We excitedly countdown to the 72nd Festival de Cannes with a different prize winning film each day.
Saul fia / Son of Saul, 2015
Grand Prix – László Nemes
FIPRESCI Prix
Vulcan Award – Tamás Zányi (sound designer)
Prix François Chalais
There’s a common tendency to focus heavily on numbers when discussing the Holocaust. 8 million murdered. Piles of shoes and glasses, stacks of empty suitcases. Millions of paper clips, as we see in the 2004 documentary of the same name. But those numbers are so mind-bogglingly massive that they’re rendered functionally meaningless.
Son of Saul, the 2015 debut film by Hungarian director László Nemes, succeeds in large part because it doesn’t try to tackle the entire sweeping tragedy of the Holocaust, instead focusing on one man’s experience in a concentration camp over the span of less than two days.
Saul Auslander (played by the powerfully expressive Géza Röhrig) is a member of the Sonderkommando, a special work unit at Nazi concentration camps who were given the grisly task of maintaining the functional system of mass murder. We watch as he mechanically helps prepare a group of victims for execution, sifting through their belongings to search for valuables and finally removing the bodies from the gas chambers. The eerie routine of it all makes it clear that this is not the first time they’ve all been forced to do this, and Saul’s face is a mask, emotionally distanced from the horror that surrounds him.
Then there’s a young boy carried out of the gas chamber, still choking but not quite dead yet. He is not Saul’s son, but he could be. After the boy is smothered by the attending doctor, Saul becomes obsessed with the idea of giving him a proper Jewish burial. Under extraordinary and horrifying circumstances, this quest allows him to reconnect with some part of his humanity, long stifled as a survival mechanism.
“Sonof Saul is an intensely intimate experience.”
It’s remarkable that this is the first film from László Nemes, as he judges perfectly how a story like this should be told visually.

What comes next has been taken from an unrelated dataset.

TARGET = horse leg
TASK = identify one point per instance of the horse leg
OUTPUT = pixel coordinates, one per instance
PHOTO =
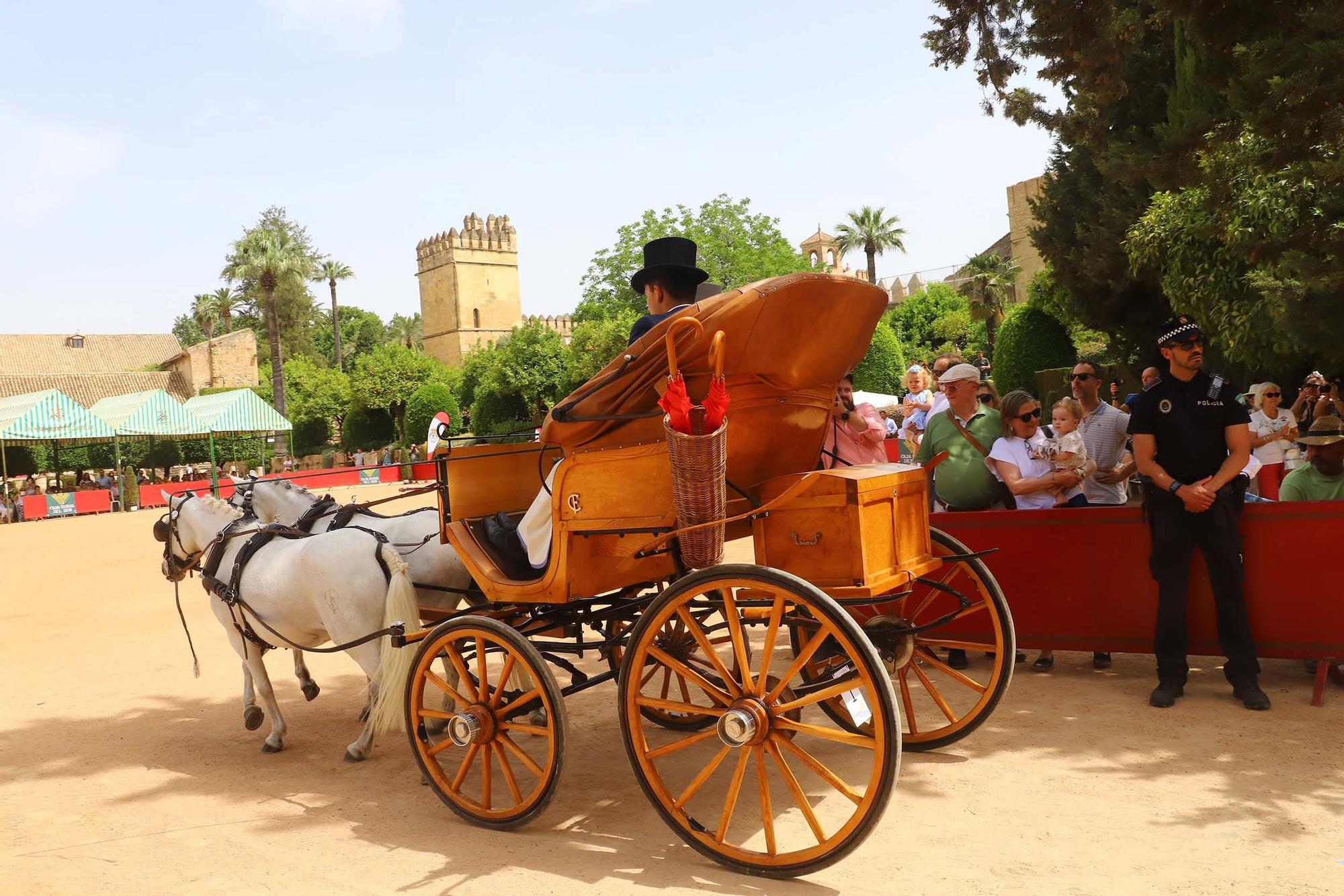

Son of Saul is an intensely intimate experience – the camera is almost never a couple of feet from actor Géza Röhrig’s face. We are with him every moment, as he goes about the chilling monotony of his daily tasks, all emotions subdued. Even the prospect of helping the members of his unit plan an act of resistance feels somehow muted. It’s only as his search for a rabbi to say the Kaddish at the boy’s burial becomes more frenzied that sparks of energy return to Saul. The boy’s death has returned some aspect of life to Saul, finding in it a reason to carry on in spite of everything.
Géza Röhrig deserves all the accolades in the world for his work as Saul in this film. He is able to do so much with so little, and evokes a strong reaction despite limited dialogue and sparse action. We are able to emotionally connect with him even as he is unable to emotionally connect with himself, which speaks to his skill as an actor.
Nemes presents to us the idea that the source of humanity is in action, making choices and asserting agency over one’s own life. As a member of the Sonderkommando, doomed to carry out repetitive tasks complicit in murder, waiting in dread for the day when they themselves are sent to the gas chambers, it’s all too easy to become detached from humanity. But the actions that Saul takes, particularly in the latter half of the film — stealing the boy’s body, working with the resistance, searching for a rabbi to perform a burial ritual that would almost certainly get them killed — are incredibly powerful. These allow him to reclaim part of what makes him feel like an actual person, which is as much an act of rebellion against the Nazi regime as anything else could be.